Re: A Comeback Post (Assignment related)
Posted: Fri Jun 25, 2021 8:08 pm
by Anindya Biswas
Acceleration is the second derivative of position with respect to time.
The position of the object is given by,
$y(t)=v_0t-\frac12gt^2$
$\Rightarrow y''(t)=-g$
Some confusion is arising that since the object was moving upwards, there should be an upward force acting on that object, and the gravitational force cancelled that force and the total force should be zero.
But the problem is, there was no force acting on that thing upwards. The upward force acted when it was in our hand. As soon as it left the ground, all upward forces stopped acting and the object moved upward for its inertia. So gravitational force never cancelled anything, it was the only force acting there.
Re: A Comeback Post (Assignment related)
Posted: Sat Jun 26, 2021 10:43 pm
by Asif Hossain
Anindya Biswas wrote: ↑Fri Jun 25, 2021 8:08 pm
Acceleration is the second derivative of position with respect to time.
The position of the object is given by,
$y(t)=v_0t-\frac12gt^2$
$\Rightarrow y''(t)=-g$
Some confusion is arising that since the object was moving upwards, there should be an upward force acting on that object, and the gravitational force cancelled that force and the total force should be zero.
But the problem is, there was no force acting on that thing upwards. The upward force acted when it was in our hand. As soon as it left the ground, all upward forces stopped acting and the object moved upward for its inertia. So gravitational force never cancelled anything, it was the only force acting there.
-g or g??
Re: A Comeback Post (Assignment related)
Posted: Sat Jun 26, 2021 11:48 pm
by Anindya Biswas
Asif Hossain wrote: ↑Sat Jun 26, 2021 10:43 pm
Anindya Biswas wrote: ↑Fri Jun 25, 2021 8:08 pm
Acceleration is the second derivative of position with respect to time.

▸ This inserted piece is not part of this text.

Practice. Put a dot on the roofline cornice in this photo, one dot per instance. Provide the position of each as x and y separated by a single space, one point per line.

The position of the object is given by,
$y(t)=v_0t-\frac12gt^2$
$\Rightarrow y''(t)=-g$
Some confusion is arising that since the object was moving upwards, there should be an upward force acting on that object, and the gravitational force cancelled that force and the total force should be zero.
But the problem is, there was no force acting on that thing upwards. The upward force acted when it was in our hand. As soon as it left the ground, all upward forces stopped acting and the object moved upward for its inertia. So gravitational force never cancelled anything, it was the only force acting there.
-g or g??
Well, the position function was upward displacement, so $-g$ is the upward acceleration. That means $g$ is the downward acceleration.
Re: A Comeback Post (Assignment related)
Posted: Sun Jun 27, 2021 8:09 pm
by sakib17442
Oops, sorry I misunderstood this and voted for 0. Please forgive me
Re: A Comeback Post (Assignment related)
Posted: Fri Feb 03, 2023 3:29 pm
by celinedion
Mehrab4226 wrote: ↑Fri Jun 25, 2021 10:10 am
I am also on the side of 98ms−2, because if the acceleration is 0 . Then the object is not supposed to move down. But it does move down. So it has acceleration.
mapquest driving directions
Me too!
Re: A Comeback Post (Assignment related)
Posted: Fri Sep 01, 2023 7:54 am
by otis
Mehrab4226 wrote: ↑Fri Jun 25, 2021 10:10 am
I am also on the side of $9.8 ms^{-2}$, because if the acceleration is $0$. Then the object is not supposed to move down. But it does move down. So it has acceleration.
slope game only up
That's right, I'm thinking like this.